Hokkaido Backcountry Skiing, January 2020

In January 2020, I went skiing in various areas around Furano in Hokkaido, the northern island of Japan. I discovered a number of great backcountry and slack-country areas through the help of a local guiding company.  These areas provided amazing skiing during the bluebird days where the snow was not falling but the visibility was clear. The three areas were: Asahi-dake, Tokachi-dake, and Nishi-dake (i.e. Furano slack-country).

 

Asahi-dake

 

Asahi-dake is the highest point on the island of Hokkaido, and is an active volcano which constantly emits steam and sulphurous odours from near the crater. A cable car does most of the hard work, so it lacks the true backcountry feel of an area only accessibly by ski-touring. Despite this and a relatively big crowd, we were able to get fresh lines in all day, by traversing and seeking out un-skied faces. The terrain was generally quite mellow but certain aspects had steeper chutes and drops. Snowboarders had to be aware that certain lines bottomed out with long, annoying traverses which were much easier for skiers.

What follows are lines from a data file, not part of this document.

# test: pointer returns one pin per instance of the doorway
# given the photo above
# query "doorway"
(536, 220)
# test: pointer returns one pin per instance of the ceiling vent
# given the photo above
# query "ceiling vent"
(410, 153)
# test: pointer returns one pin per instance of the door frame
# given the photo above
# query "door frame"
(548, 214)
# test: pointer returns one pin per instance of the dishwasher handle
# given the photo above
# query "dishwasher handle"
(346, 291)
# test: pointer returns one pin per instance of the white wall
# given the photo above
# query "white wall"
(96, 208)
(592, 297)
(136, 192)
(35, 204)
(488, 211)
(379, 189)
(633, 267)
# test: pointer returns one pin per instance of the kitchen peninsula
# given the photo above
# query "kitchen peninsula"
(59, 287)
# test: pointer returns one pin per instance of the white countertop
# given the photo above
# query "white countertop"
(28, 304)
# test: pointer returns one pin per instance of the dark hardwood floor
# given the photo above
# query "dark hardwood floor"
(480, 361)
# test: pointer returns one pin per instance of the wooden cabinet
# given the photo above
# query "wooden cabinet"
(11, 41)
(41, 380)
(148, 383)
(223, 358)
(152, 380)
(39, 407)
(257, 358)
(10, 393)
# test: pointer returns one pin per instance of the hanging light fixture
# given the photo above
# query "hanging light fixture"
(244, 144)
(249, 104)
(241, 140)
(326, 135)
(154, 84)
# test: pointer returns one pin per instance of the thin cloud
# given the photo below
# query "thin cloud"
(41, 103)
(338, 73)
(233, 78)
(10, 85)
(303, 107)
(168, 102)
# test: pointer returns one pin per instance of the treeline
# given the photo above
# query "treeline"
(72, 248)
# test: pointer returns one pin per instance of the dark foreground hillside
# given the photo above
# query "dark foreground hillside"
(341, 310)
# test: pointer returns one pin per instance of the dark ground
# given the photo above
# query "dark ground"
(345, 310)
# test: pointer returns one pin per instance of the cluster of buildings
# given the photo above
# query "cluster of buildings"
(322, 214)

In the carpark of Asahi-dake, beneath the cable car.
A busy day with a full cable car. Despite the mechanical access, there was no avalanche control or ski patrol, so a complete backcountry setup was necessary including shovels, beacons and probes.
First run: stunning bluebird conditions, still mostly fresh snow when we got out of the exposed wind-blown aspects.

The bottom gully became tracked out quickly with the big crowd.
Next run, traversing to looker’s right of the main peak. The mountain was smouldering with steam and smelt of hydrogen sulphide.

A bit of exploring revealed some good un-skied faces and chutes.

Last run of the day, skiing off into the cloud beneath a jet-blue sky, doesn’t get much dreamier than this!

 

Tokachi-dake

 

Tokachi-dake is a short 45 minute drive from Furano, and has many hot springs and onsens which make for a great relaxing stop after a day of hard ski touring. We actually ascended and skied on Furano-dake, which is adjacent Tokachi-dake but has more protected aspects and less wind-affected snow. Unlike Asahi-dake, this area is for ski-touring only. No lifts to help you up the hill meant it tracked out much more slowly. Overall a beautiful day of again stunning calm, high visibility conditions, which yielded the best lines of my two weeks in Japan this year. We did four runs with a total of ~800m of vertical ascent/descent on our touring skis.

Getting the skins ready in the carpark of Tokachi-dake. The mountain of Furano-dake is visible in the background, where we did all of our skiing.
Before we started our upwards ascent, we had to cross a stream of volcanic-heated water.
This was what most of the day felt like – working hard making upwards progress through a beautiful forested hillside.

Scouting our first line of the day.

Dropping in, fresh powder!

Another lap, after ascending to to the same point we traversed over to another ridge to look at alternative lines.

 

Nishi-dake

 

Another stunning bluebird day, but by now the lack of fresh snow was beginning to make the skiing a little more chatter-chatter. This area was accessible through a single ride from the gondola and highest chairlift at Furano ski resort, from which you could duck under the rope marking the resort boundary and be in silent backcountry. Unfortunately a slow start to the season’s snowfall meant there was quite a lot of shrubbery still exposed within the trees which made the downhill descents more tricky than I would have liked. But it was still a quality day with lots of vertical meters covered on skis and a few descent turns earned. The crystal-clear visibility made for stunning views of the mountains we had skied on preceding days.

The skiing on Hokkaido is generally quite mellow and cruisy, which is good, because this means that going backcountry is less likely to require exposing yourself to dangerous avalanche conditions. When the snow was fresh and falling continuously, I tended to stay within the resort boundaries just to get as many face-shot laps in as possible. But when the conditions cleared up, having a pair of touring skis and backcountry setup proved extremely useful. These backcountry outings were easily the most enjoyable days of my trip, with the peacefulness of the forests providing a nice contrast to the J-Pop blasting, often-crowded resort scene. There is still a lot of unexplored potential in other nearby areas which I’d like to return to explore further.